In order to relieve you of the responsibility and the conduct of the works, you can choose the option “turnkey house”.
The construction company coordinates and supervises the works, and guarantees that deadlines and the quality of services are met.
Along with the builder, you sign a purchase contract or a construction contract along with a specifications document describing the works to be undertaken.
If the cost of your house is to be paid in instalments, you have the right to request a bank’s financial guarantee from your builder.
Through this guarantee, the bank undertakes to pay the sums necessary for the full completion of the construction, should the seller not fulfil his completion obligation.
On the day of handover of the keys, you sign with the builder a report of delivery of the house, which records the end of works and their compliance with the description.
A ten-year guarantee covering the entire works against latent defects over a period of 10 years is given to you by the builder. It starts on the date of delivery of the house and must be mentioned in writing in the report of delivery.
Possibility of taking up a loan with the interest rate partly variable and partly fixed in order to balance the risk.
In fact, the difference between, firstly, all expenses to be incurred for the purchase or the construction of the dwelling and, secondly, all the various sources of financing available to you, will be equivalent to the amount to borrow.
To help you draw up a financing plan for your property project, you can use the following table in which we have included the expenses to be borne and the financial resources that you may have.
EXPENSES | FUNDS |
Cost of land Prices of construction / acquisition Costs of development and transformation Notary fees Mortgage deed fees Architect's fees Premium on outstanding balance insurance* Contingencies Incidental expenses |
Savings/personal funds Funds from a housing savings scheme Income from life insurance Sundry funds Premiums granted by the State Premiums granted by the Local Authority VAT refund |
TOTAL EXPENSES | TOTAL FUNDS |
The formula to calculate the loan required for the construction / purchase of your dwelling:
TOTAL EXPENSES - TOTAL FUNDS = HOME LOAN REQUIRED
The insurance outstanding balance allows you to insure a given capital in the event of death during a specified period. For a home loan, if the insured dies during this period, the insurance company undertakes to repay the outstanding loan balance to the beneficiary. The family is protected from the financial charges relating to the loan in the event of death of the insured.
In principle, repayment starts as from the grant of the home loan.
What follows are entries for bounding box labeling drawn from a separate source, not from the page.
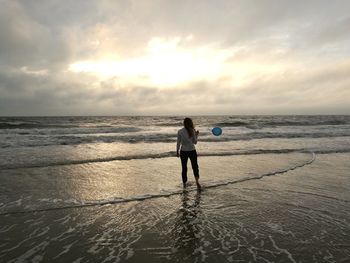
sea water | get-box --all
[0,116,350,262]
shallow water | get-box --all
[0,116,350,262]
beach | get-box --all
[0,116,350,263]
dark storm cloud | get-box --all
[0,0,350,115]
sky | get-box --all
[0,0,350,116]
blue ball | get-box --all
[211,127,222,136]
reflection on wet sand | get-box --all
[172,190,203,260]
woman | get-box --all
[176,118,201,189]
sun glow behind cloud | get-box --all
[69,35,280,87]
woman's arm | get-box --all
[176,131,181,157]
[192,130,199,144]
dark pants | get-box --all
[180,150,199,183]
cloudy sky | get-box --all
[0,0,350,116]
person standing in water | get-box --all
[176,118,201,189]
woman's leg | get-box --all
[180,151,188,186]
[189,150,200,188]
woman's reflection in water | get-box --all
[172,190,204,259]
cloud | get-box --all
[0,0,350,115]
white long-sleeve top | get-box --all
[176,128,197,151]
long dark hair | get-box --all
[184,118,194,138]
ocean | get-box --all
[0,115,350,263]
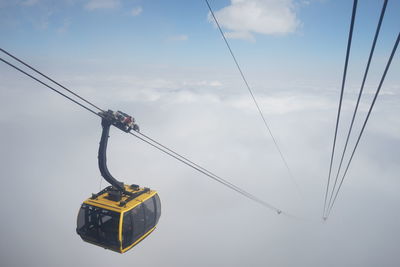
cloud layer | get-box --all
[209,0,300,39]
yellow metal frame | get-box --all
[83,185,157,253]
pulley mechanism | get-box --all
[76,110,161,253]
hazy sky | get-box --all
[0,0,400,266]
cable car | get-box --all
[76,110,161,253]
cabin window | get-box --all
[77,204,120,249]
[143,198,156,231]
[122,210,133,248]
[132,204,145,241]
[122,204,145,248]
[153,194,161,224]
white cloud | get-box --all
[168,34,189,41]
[21,0,39,6]
[85,0,121,10]
[209,0,300,40]
[131,6,143,17]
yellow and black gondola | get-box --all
[76,110,161,253]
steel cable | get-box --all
[328,0,388,217]
[0,48,104,112]
[205,0,300,192]
[322,0,357,219]
[0,51,295,217]
[327,32,400,217]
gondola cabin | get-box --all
[76,185,161,253]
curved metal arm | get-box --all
[98,118,125,192]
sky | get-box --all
[0,0,400,266]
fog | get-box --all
[0,60,400,266]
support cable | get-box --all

However, most lending institutions allow the borrower to start repaying after a period of use to be agreed upon this is the deferred capital repayment.
Thus, if you have purchased a dwelling for which the construction or renovation is not yet completed and you are still paying rent for your current accommodation, you refund only the interests due over that period until you move house. The “normal” monthly payments are only paid as from the time you move house.
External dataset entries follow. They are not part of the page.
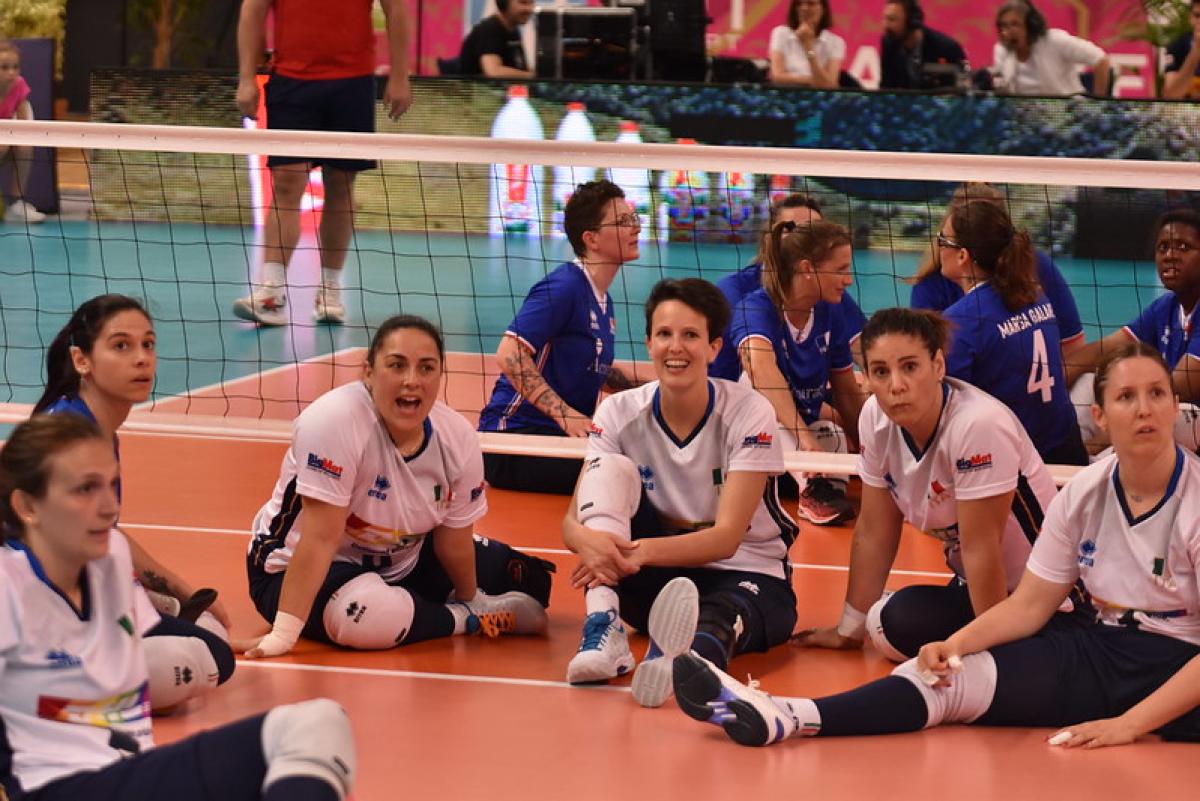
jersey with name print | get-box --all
[908,251,1084,343]
[0,529,158,797]
[588,379,797,578]
[858,378,1055,591]
[946,283,1076,456]
[250,381,487,580]
[1028,448,1200,645]
[708,261,866,381]
[479,261,617,434]
[730,289,853,424]
[1124,290,1194,369]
Take one third (33%) of your permanent income as a benchmark to make a good decision on the part of your budget to be allocated to monthly repayments of your home loan.
Do you wish to ensure that your budget is balanced? Maintain a suitable standard of living, taking into account your permanent income and your fixed expenses.
The repayment capacity recommended in this example is: Monthly disposable income (5 756.00 €) x 33 % (i.e. one third of your income) |
= 1,899.69 € |
Net monthly income of husband (after taxes) Net monthly income of the wife (after taxes) + Family allowances + Other fixed income (after taxes) |
3,000.00 € 3,000.00 € 185.60 € 0 € |
TOTAL INCOME | 6,185.60 € |
- Current monthly expenses (current loans, insurance premium…) | 429.00 € |
NET MONTHLY DISPOSABLE INCOME | 5,756.60 € |
This difference must not exceed +/- a third (1/3) of the monthly disposable income to ensure a decent standard of living.
The grant of a home loan is subject to certain basic conditions as well as guarantees required by the lending institution.